The usefulness or problematic nature of certain psychological characteristics also depends on what they imply in terms of relationships with others. Our well-being does not simply emanate from us outwardly, but also has to do with the effects that our attitudes have on others and how they affect us.

The psychological traits of submissive people

Next we will see what characterizes submissive people, and what this means in their day-to-day life.

1. Conflict avoidance

Submissive people tend to avoid confrontation, however minimal. This means that they usually make sacrifices to prevent these “clashes of wills”, devoting time, effort and resources to ensure that others are not upset.

Sometimes these people dislike even the idea of the other person being impatient or angry. This indicates that this submissive attitude does not usually respond to an eagerness to instrumentalize the other person (seeking his protection or influence) , but rather it generates a bond of total domination, and even mental domination .

2. A painful past

Although it does not happen in all cases, many times submissive people have a past full of mistreatment or bullying behind them. This past makes you learn that others will attack at the least , for any excuse, with the slightest trace of frustration or anger. This in turn leads to others accepting the dominant role that is granted to them.

3. Discreet personality profile

Submissive people tend not to want to attract much attention. This is something that is done to avoid conflicts and humiliating moments in which any aggression initiated by others will not be able to be responded to proportionally.

4. Tendency towards shyness

Submissive people do not have to be introverted, but they are usually shy. That is to say, they think almost obsessively about the image they give , and about what others think about them, often as a result of knowing they are submissive and, therefore, little valued socially or with many possibilities of making a bad first impression.
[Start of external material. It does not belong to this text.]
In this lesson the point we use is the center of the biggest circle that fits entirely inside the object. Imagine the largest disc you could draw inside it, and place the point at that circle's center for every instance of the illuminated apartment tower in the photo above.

This means that they will hardly initiate informal conversations with strangers, for example, and sometimes even find it difficult to initiate formal dialogues with people they do not know well. Again, this is a consequence of that attempt to keep a discreet profile.

5. Creating bonds of dependency

Submissive people adopt the role of someone who needs protection , and so it is common for them to establish asymmetrical relationships based on dependency.

In pathological cases, such as those in which Dependent Personality Disorder has been diagnosed, this can go to the extreme where nothing is done that does not involve being close to someone who plays the role of “protector” and who is used to serving in everything.

6. Lack of assertiveness

Submissive people speak relatively little about their own views, do not spend much time giving their opinions, and prefer to focus on what others want or need . Sometimes it is difficult to know what their motivations are, because they may avoid talking about them explicitly. In general, this denotes a clear lack of assertiveness.

7. They try to satisfy others

Another psychological characteristic of submissive persons is that they do not mind revealing their situation as a “dominated party” in a relationship. Although they may sometimes adopt a passive-aggressive role, they avoid disobeying orders so as not to provoke fights and disputes.

8. Non-verbal language contracted

Submissive people, because they try not to attract attention, make their body as discreet as possible through their postures. It is common for them to keep their eyes low, for their arms and legs to move little outward with respect to the vertical axis of their body, or for their back to be hunched over.

9. They say they feel bad relatively often

As there is no way to contradict anyone, the only way they can give themselves a break is to make their body go to the extreme . That is why they tend to get more tired, or get sick more often: they go through more moments of stress and strain than most people around them, as they rarely make any concessions to themselves.

10. They speak little

Not only is there a tendency to make little contact with strangers, but there is also a tendency to talk less, and when this is done, the conversations are usually about unimportant topics. In this way, the attention is not forced to be totally turned to themselves, something that would happen if, for example, anecdotes from childhood are told or if the life projects that are being considered are explained.

Bibliographic references:

  • Feldman, Robert. (2006). Psychology. Mexico: McGraw Hill Companies.
  • González, José (1987). Personality psychology. Madrid: Biblioteca Nueva.
  • Lemos, V, (2009). Characteristics of child personality associated with environmental risk due to poverty. Interdisciplinary.
  • McCrae, RR. (1991). The five-factor model and its assessment in clinical settings Journal of Personality Assessment Dec;57(3).